Yu Yan, Ren Bai-Hao, Liu Ye, Lu Xiao-Bing
State Key Laboratory of Fine Chemicals, Frontiers Science Center for Smart Materials Oriented Chemical Engineering, Dalian University of Technology, 116024 Dalian, China.
ACS Macro Lett. 2024 Aug 20;13(8):1099-1104. doi: 10.1021/acsmacrolett.4c00372. Epub 2024 Aug 12.
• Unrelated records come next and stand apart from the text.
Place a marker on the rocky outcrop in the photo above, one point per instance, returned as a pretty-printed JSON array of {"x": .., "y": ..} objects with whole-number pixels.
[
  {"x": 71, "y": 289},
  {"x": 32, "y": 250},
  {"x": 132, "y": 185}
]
Chemical recycling of polymers to the corresponding monomers offers a valuable solution to address the current plastics crisis for creating an ideal and circular polymer economy. Here, we present a bimetallic synergistic depolymerization of the widely studied CO-based polycarbonates, poly(cyclohexene carbonate)s, to epoxide monomers efficiently. The bimetallic Cr-complex-mediated highly selective depolymerization and repolymerization was achieved via the regulation of reaction temperature, thus closing the circular loop of poly(cyclohexene carbonate)s . Mechanistic investigation has revealed that the formation of epoxides undergoes a direct chain-end unzipping process. A bimetallic catalysis involving a nucleophilic attack of the metal-alkoxide species toward the methine carbon atom bound with an adjacent carbonyl that is activated by the other metal center features a lower energy barrier in DFT calculations, which promotes the epoxide extrusion.
将聚合物化学循环转化为相应的单体,为解决当前的塑料危机提供了一个有价值的解决方案,以创建理想的循环聚合物经济。在此,我们展示了一种双金属协同解聚广泛研究的基于CO的聚碳酸酯、聚(环己烯碳酸酯),高效地生成环氧化物单体。通过调节反应温度实现了双金属Cr配合物介导的高度选择性解聚和再聚合,从而闭合了聚(环己烯碳酸酯)的循环回路。机理研究表明,环氧化物的形成经历了直接的链端解拉链过程。在DFT计算中,涉及金属醇盐物种对与相邻羰基相连的次甲基碳原子进行亲核攻击的双金属催化,该羰基由另一个金属中心活化,具有较低的能垒,这促进了环氧化物的挤出。